There are over 90 terrestrial gastropods in Maine, but the amber snail seems to be the most common now in midcoast Maine. As one might guess, it is named for the color of its delicate translucent shell. Other prominent features include two pairs of tentacles. The upper ones are eye stalks and can be withdrawn into their body. The lower, shorter tentacles are for smelling, and they are generally pointed at the ground to gather information about the snail’s surroundings or nearby food sources.

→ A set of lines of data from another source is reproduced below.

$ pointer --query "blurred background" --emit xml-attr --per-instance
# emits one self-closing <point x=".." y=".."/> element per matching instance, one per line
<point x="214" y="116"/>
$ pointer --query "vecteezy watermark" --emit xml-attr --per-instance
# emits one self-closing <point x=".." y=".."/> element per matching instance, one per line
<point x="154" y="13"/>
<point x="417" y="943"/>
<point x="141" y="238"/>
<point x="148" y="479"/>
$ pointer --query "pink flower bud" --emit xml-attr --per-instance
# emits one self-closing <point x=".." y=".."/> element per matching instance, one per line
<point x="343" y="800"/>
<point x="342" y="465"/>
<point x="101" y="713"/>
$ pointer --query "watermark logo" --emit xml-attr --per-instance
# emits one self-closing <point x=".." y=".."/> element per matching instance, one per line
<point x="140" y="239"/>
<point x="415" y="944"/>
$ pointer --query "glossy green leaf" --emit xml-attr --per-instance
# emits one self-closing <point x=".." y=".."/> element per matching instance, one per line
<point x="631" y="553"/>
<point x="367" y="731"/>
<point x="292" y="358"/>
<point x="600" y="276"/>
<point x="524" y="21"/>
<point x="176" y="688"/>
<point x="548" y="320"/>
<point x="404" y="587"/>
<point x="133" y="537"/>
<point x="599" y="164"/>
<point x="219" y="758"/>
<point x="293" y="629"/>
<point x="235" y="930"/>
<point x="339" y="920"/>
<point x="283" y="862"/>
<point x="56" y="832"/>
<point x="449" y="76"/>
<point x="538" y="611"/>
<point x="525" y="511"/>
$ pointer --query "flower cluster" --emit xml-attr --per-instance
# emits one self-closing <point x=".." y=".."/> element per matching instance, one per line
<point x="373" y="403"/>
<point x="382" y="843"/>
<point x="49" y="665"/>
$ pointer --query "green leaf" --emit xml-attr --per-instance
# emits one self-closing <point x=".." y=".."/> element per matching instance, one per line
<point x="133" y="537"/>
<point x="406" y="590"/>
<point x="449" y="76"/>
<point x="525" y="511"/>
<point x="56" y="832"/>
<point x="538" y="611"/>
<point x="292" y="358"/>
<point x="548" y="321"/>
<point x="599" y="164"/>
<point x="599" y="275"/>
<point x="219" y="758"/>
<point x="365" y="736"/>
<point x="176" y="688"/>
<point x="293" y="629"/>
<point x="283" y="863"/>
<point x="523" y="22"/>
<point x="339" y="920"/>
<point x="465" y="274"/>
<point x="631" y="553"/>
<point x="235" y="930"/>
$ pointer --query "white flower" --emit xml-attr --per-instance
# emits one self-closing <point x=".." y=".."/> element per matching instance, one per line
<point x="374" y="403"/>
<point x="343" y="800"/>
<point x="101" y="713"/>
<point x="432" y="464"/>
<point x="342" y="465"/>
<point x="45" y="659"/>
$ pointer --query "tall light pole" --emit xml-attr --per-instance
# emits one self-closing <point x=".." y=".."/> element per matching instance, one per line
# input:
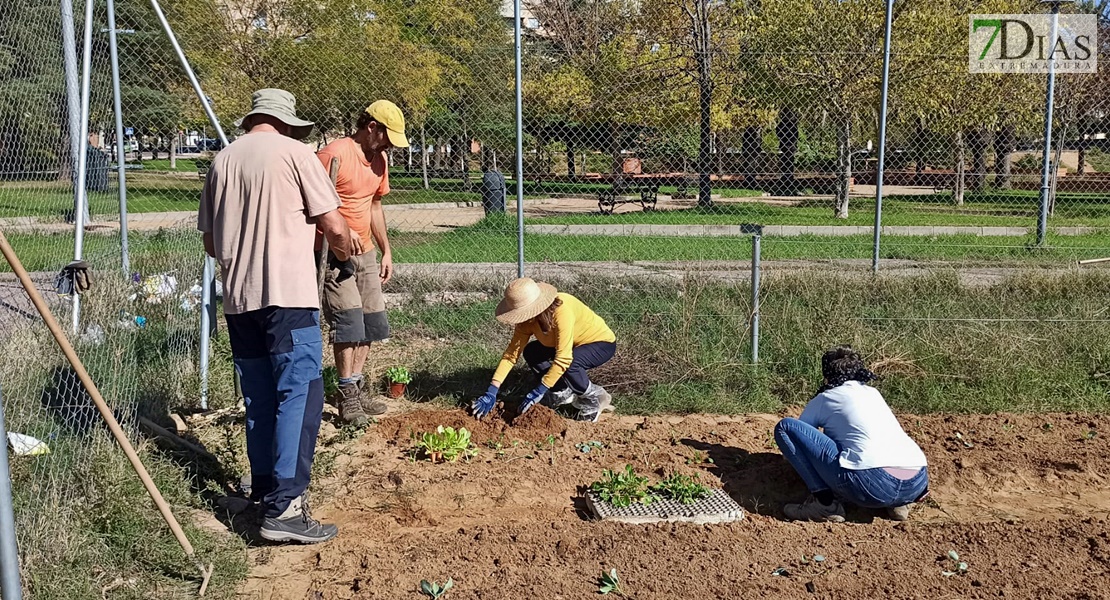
<point x="1049" y="97"/>
<point x="880" y="170"/>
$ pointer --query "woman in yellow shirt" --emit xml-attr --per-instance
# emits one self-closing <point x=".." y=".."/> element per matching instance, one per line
<point x="571" y="339"/>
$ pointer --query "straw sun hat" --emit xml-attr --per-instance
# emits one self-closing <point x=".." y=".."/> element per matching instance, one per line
<point x="524" y="300"/>
<point x="282" y="105"/>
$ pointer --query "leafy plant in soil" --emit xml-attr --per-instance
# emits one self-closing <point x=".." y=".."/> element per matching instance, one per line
<point x="958" y="566"/>
<point x="399" y="375"/>
<point x="609" y="583"/>
<point x="698" y="458"/>
<point x="446" y="444"/>
<point x="434" y="590"/>
<point x="683" y="488"/>
<point x="623" y="488"/>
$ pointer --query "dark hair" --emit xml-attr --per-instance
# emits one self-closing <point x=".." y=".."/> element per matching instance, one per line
<point x="841" y="365"/>
<point x="546" y="319"/>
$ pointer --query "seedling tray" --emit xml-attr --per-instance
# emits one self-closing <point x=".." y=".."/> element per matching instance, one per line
<point x="715" y="509"/>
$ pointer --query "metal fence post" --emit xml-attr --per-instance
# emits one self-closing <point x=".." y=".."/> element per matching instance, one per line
<point x="120" y="158"/>
<point x="73" y="118"/>
<point x="520" y="141"/>
<point x="755" y="298"/>
<point x="881" y="169"/>
<point x="208" y="282"/>
<point x="207" y="321"/>
<point x="10" y="588"/>
<point x="1049" y="97"/>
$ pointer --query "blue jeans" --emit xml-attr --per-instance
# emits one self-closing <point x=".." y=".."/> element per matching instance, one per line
<point x="279" y="355"/>
<point x="586" y="357"/>
<point x="816" y="458"/>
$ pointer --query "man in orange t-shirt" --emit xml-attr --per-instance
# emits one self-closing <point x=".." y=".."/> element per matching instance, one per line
<point x="354" y="305"/>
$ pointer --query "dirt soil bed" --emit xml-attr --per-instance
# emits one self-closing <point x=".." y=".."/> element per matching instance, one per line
<point x="1025" y="501"/>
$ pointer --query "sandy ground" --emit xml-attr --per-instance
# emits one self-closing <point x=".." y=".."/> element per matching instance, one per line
<point x="1023" y="500"/>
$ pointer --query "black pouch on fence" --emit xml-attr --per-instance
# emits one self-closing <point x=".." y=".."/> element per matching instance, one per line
<point x="74" y="277"/>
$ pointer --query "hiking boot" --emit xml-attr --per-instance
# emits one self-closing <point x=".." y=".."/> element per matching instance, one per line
<point x="296" y="525"/>
<point x="900" y="512"/>
<point x="370" y="406"/>
<point x="351" y="412"/>
<point x="814" y="510"/>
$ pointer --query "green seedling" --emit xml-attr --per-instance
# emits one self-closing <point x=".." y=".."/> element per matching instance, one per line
<point x="447" y="444"/>
<point x="434" y="590"/>
<point x="609" y="583"/>
<point x="683" y="488"/>
<point x="585" y="447"/>
<point x="623" y="488"/>
<point x="399" y="375"/>
<point x="959" y="567"/>
<point x="698" y="458"/>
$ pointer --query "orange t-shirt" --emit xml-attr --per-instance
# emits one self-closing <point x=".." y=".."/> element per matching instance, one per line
<point x="359" y="183"/>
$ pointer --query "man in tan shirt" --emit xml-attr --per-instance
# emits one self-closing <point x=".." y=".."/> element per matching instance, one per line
<point x="263" y="199"/>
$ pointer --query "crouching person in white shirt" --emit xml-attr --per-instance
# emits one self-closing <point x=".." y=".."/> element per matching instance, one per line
<point x="848" y="447"/>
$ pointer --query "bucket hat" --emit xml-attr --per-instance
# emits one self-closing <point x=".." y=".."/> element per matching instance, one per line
<point x="281" y="105"/>
<point x="524" y="300"/>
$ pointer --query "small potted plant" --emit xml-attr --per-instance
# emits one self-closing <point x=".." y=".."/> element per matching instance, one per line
<point x="399" y="378"/>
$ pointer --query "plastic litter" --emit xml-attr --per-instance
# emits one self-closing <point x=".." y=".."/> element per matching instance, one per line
<point x="26" y="445"/>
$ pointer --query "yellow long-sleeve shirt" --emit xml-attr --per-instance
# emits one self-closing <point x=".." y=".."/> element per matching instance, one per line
<point x="574" y="324"/>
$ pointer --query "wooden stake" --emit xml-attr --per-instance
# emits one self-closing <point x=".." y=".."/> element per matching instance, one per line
<point x="333" y="172"/>
<point x="106" y="413"/>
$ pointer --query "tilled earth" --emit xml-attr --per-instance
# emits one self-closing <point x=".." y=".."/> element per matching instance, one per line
<point x="1023" y="499"/>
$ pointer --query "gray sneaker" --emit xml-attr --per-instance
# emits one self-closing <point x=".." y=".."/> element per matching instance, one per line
<point x="813" y="510"/>
<point x="296" y="525"/>
<point x="370" y="406"/>
<point x="555" y="399"/>
<point x="593" y="403"/>
<point x="900" y="512"/>
<point x="351" y="412"/>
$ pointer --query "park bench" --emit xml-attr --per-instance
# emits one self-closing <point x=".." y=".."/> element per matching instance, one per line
<point x="638" y="189"/>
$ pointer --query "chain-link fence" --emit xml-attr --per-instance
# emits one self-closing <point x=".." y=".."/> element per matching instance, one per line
<point x="657" y="138"/>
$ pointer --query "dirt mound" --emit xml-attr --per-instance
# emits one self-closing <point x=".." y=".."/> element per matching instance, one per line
<point x="502" y="424"/>
<point x="1022" y="499"/>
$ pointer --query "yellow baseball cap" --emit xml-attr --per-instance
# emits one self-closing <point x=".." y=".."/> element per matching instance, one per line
<point x="389" y="114"/>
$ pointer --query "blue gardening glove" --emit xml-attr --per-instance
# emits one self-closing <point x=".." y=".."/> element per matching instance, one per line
<point x="482" y="406"/>
<point x="533" y="398"/>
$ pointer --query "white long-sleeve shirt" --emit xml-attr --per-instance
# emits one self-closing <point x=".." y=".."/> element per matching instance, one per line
<point x="864" y="427"/>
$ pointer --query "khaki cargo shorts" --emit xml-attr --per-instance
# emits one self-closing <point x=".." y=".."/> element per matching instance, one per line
<point x="355" y="307"/>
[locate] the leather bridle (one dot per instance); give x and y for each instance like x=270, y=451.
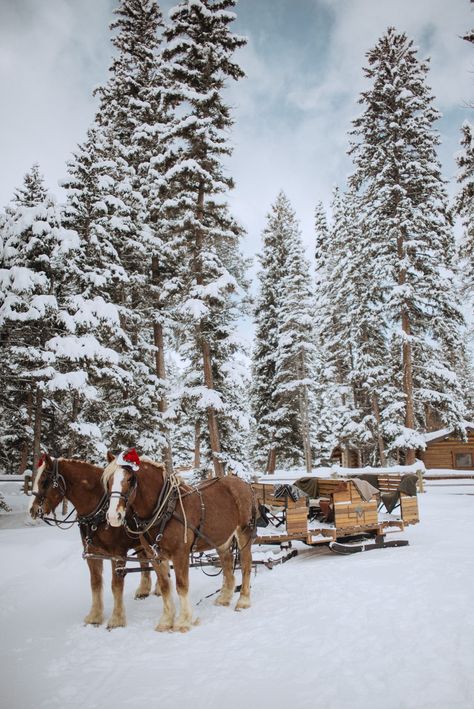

Amber snails, like many mollusks, are hermaphrodites. They generally start out life as males, and as they age they become females. Sometimes, as adolescents, they self-fertilize. Whether self-fertilized or having mated, they lay transparent eggs in sticky bunches on the undersides of stones, in the soil or on plants. Tiny snails hatch in about two weeks and mature within a year. During dry periods, they can estivate, or go dormant, until conditions become wetter again.

Snails are an important food for other forms of wildlife. Invertebrate predators of land snails include beetles and their larvae, millipedes, flies, mites, nematodes, and even other snails. Vertebrate predators of snails and slugs include shrews, mice, squirrels, and other small mammals; salamanders, toads and turtles; and birds, especially ground-foragers such as thrushes, grouse, blackbirds, and wild turkey.

So, while they might not engender great admiration, a modest nod of appreciation is perhaps due to the lowly amber snail.